We were well-nuked. Knackered. The gaffers gave us a
bonus
in Burgdy and Claray. Big fucking deal, we thought,
we'd been robbing them blind
for months. Drink enough of it, you can juggle with
snakes, no sweat.
Some nights, me and Sarah went down to the ocean
with a few flasks
and a groundsheet and we'd have it off three or four
times in a night
that barely got dark. For hours, you could hear the
dolphins rearing up
as if they were after something. Strange bastards. I like
dolphins.
Anyway. She's soft, Sarah.
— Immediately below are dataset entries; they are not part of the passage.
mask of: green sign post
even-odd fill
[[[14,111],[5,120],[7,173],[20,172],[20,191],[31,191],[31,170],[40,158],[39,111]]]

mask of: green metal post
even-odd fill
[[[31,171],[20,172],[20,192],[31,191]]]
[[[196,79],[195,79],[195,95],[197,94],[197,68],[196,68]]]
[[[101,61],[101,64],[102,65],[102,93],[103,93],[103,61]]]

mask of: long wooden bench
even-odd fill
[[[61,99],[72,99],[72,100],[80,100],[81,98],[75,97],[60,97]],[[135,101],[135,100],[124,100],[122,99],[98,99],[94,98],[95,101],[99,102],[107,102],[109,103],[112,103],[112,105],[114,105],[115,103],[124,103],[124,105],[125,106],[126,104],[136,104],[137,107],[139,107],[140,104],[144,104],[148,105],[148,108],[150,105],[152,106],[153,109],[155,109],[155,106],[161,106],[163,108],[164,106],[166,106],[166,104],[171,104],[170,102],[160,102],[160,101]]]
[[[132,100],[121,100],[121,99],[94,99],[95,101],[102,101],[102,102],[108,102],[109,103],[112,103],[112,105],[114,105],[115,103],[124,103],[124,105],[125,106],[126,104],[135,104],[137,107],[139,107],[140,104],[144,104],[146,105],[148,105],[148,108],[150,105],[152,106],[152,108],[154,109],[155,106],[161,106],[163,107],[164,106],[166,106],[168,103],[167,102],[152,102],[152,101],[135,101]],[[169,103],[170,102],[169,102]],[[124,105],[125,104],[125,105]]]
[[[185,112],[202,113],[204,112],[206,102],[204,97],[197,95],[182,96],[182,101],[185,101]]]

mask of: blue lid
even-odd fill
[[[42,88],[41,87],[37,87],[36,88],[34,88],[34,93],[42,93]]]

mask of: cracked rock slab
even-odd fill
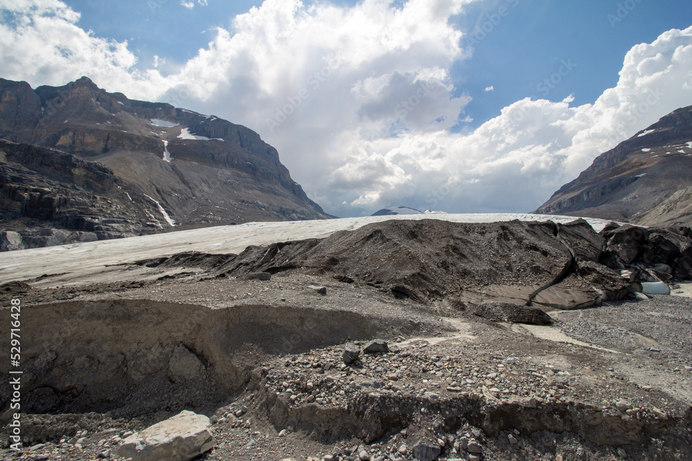
[[[214,446],[209,418],[184,411],[132,434],[118,449],[132,461],[188,461]]]

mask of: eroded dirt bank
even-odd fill
[[[484,285],[473,261],[459,261],[481,232],[451,238],[437,254],[429,249],[440,229],[417,229],[412,246],[402,236],[410,229],[396,226],[336,235],[329,245],[124,266],[146,267],[142,281],[3,285],[3,305],[21,297],[24,306],[26,449],[3,446],[0,457],[118,459],[127,432],[184,408],[214,422],[206,460],[412,460],[421,444],[441,460],[692,458],[689,299],[527,307],[526,294],[574,290],[565,267],[588,282],[579,285],[588,297],[599,295],[592,288],[604,279],[588,279],[584,263],[596,264],[588,260],[598,259],[598,238],[590,233],[577,246],[583,236],[567,241],[565,231],[561,240],[550,225],[477,229],[497,241],[474,250],[489,258],[525,238],[526,251],[553,263],[539,270],[532,257],[482,261],[476,267],[495,272]],[[454,258],[457,265],[446,265]],[[432,264],[439,276],[417,274]],[[441,277],[454,276],[445,270],[467,270],[468,279],[447,283]],[[389,352],[344,364],[345,343],[362,349],[375,338]],[[3,408],[9,395],[0,387]]]

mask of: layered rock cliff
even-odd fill
[[[26,82],[0,79],[0,138],[17,143],[2,144],[7,158],[0,230],[91,232],[95,228],[84,223],[127,219],[127,229],[103,231],[97,234],[101,238],[174,227],[329,217],[291,179],[276,149],[252,130],[168,104],[107,93],[85,77],[64,86],[35,90]],[[80,190],[95,194],[103,204],[118,201],[116,196],[125,196],[121,191],[127,189],[133,201],[118,202],[128,210],[127,218],[114,218],[111,214],[116,211],[82,196],[80,200],[87,200],[81,203],[82,211],[67,211],[64,200],[73,198],[64,192],[81,187],[82,179],[70,173],[77,167],[68,164],[79,164],[89,174],[100,171],[98,180]],[[50,194],[36,191],[48,184]],[[21,194],[40,197],[41,203],[25,204]],[[149,214],[160,226],[152,227],[155,220]]]

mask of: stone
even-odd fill
[[[418,461],[433,461],[441,453],[442,449],[437,444],[419,443],[413,447],[413,458]]]
[[[188,461],[214,446],[209,418],[187,410],[135,433],[118,449],[132,461]]]
[[[466,451],[468,451],[468,453],[482,453],[480,444],[475,440],[471,440],[468,442]]]
[[[620,411],[627,411],[628,410],[632,409],[632,404],[625,400],[620,400],[615,404],[615,408],[617,408]]]
[[[269,272],[253,272],[251,274],[248,274],[245,279],[246,280],[260,280],[262,281],[268,281],[271,280],[271,274]]]
[[[374,339],[371,341],[367,346],[363,349],[364,354],[376,354],[378,352],[386,353],[389,352],[387,346],[387,341],[383,339]]]
[[[439,395],[435,393],[434,392],[426,392],[424,394],[424,395],[425,397],[428,399],[428,402],[430,402],[431,404],[435,403],[436,402],[437,402],[438,399],[439,399]]]
[[[320,287],[316,285],[311,285],[308,287],[310,290],[316,292],[320,294],[327,294],[327,287]]]
[[[346,365],[350,365],[358,360],[358,357],[361,355],[361,348],[353,343],[349,343],[344,346],[344,352],[342,359]]]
She can read. Big green
moon and her with a book
of poetry her Gran had. Nuke me. Nice words, right
enough, and I love the girl,
but I'd had plenty. Winter, I goes, Spring, Autumn,
Summer, don't give me
that crap, Sarah, and I flung the book over the white
sand, and into the waves,
beyond the dolphins. Click-click. Sad. I hate the bastard
past, see,
I'd piss on an ancestor as soon as trace one. What
fucking seasons
I says to her, just look at us now. So we looked. At each
other.
At the trembling unsafe sky. And she started, didn't
she, to cry.
Tears over her lovely blotchy purple face. It got to me.